Gisteren moest ik langs de security scanner van Schiphol voor een vlucht binnen de EU, binnen het Schengengebied, waar vrij verkeer van personen en goederen geldt. U weet wel.
Ik stapte uit de bodyscanner en meteen sprak een geuniformeerde Neder-Koreaanse medewerkster met afzakkende bril mij verveeld aan of ze mij mocht fouilleren. Voor ik het wist had ik ja gezegd en begon ze mij te betasten. Ik droeg alleen een zomerjurk waarin ik onmogelijk contrabande of wapens had kunnen verstoppen. Het was dan ook geen fouilleren. Ze leek me te omhelzen, bevoelde de curves van mijn heupen, mijn billen, mijn buik, mijn borsten, als een blinde die wel eens wou zien hoe een vrouw eruitzag, of als een nieuwsgierige lesbienne die haar kans schoon zag.

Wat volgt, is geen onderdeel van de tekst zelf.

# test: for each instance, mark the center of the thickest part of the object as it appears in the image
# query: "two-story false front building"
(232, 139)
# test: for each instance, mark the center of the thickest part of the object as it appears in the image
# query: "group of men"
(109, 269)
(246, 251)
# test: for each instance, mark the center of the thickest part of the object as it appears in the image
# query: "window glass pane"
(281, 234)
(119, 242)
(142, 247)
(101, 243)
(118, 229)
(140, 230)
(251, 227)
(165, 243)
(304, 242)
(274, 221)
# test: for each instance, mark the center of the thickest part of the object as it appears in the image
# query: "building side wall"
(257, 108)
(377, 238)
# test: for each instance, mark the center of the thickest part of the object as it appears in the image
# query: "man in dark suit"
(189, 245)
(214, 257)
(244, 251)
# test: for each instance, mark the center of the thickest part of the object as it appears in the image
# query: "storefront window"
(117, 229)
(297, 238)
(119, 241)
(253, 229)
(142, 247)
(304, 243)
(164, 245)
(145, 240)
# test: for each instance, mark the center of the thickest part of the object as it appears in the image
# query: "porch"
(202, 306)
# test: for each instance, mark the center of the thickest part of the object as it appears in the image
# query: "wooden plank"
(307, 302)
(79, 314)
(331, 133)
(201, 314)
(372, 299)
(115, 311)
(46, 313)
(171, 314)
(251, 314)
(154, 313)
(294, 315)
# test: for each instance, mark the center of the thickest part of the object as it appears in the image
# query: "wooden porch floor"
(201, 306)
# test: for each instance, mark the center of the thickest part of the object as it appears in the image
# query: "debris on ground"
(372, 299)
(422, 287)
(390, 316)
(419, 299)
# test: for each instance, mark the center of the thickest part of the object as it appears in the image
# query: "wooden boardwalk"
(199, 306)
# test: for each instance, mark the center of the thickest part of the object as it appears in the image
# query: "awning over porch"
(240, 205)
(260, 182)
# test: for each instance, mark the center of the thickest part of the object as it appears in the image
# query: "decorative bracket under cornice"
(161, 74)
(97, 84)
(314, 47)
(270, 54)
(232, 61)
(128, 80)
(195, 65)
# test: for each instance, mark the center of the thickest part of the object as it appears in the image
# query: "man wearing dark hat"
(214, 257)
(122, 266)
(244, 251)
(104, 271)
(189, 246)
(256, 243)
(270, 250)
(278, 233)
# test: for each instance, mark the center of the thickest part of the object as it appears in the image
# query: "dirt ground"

Misschien verbeeldde ik het me en toen ik mocht doorlopen probeerde ik de gedachte meteen weer van me af te schudden. Maar toen ik een paar meter verderop alle attributen uit het schuifbakje aan het opbergen was en omkeek, zag ik dat de beveiligingsmedewerkster weer een andere vrouw aan het betasten was, uitgebreider nog dan bij mij, zelfs aan de binnenkant van haar dijen, tot hoog in de liezen. Ik bleef even staan kijken met mijn handen in mijn zij rn een cynische blik, maar liep toen toch maar snel door. Het was niet verstandig teveel aandacht van de beveiliging te trekken. Ik weet niet hoeveel een lichaamsscan kan zien, maar het fouilleren leek mij volkomen overbodig. Zoveel is wel duidelijk: deze Neder-Koreaanse heeft de baan van haar leven.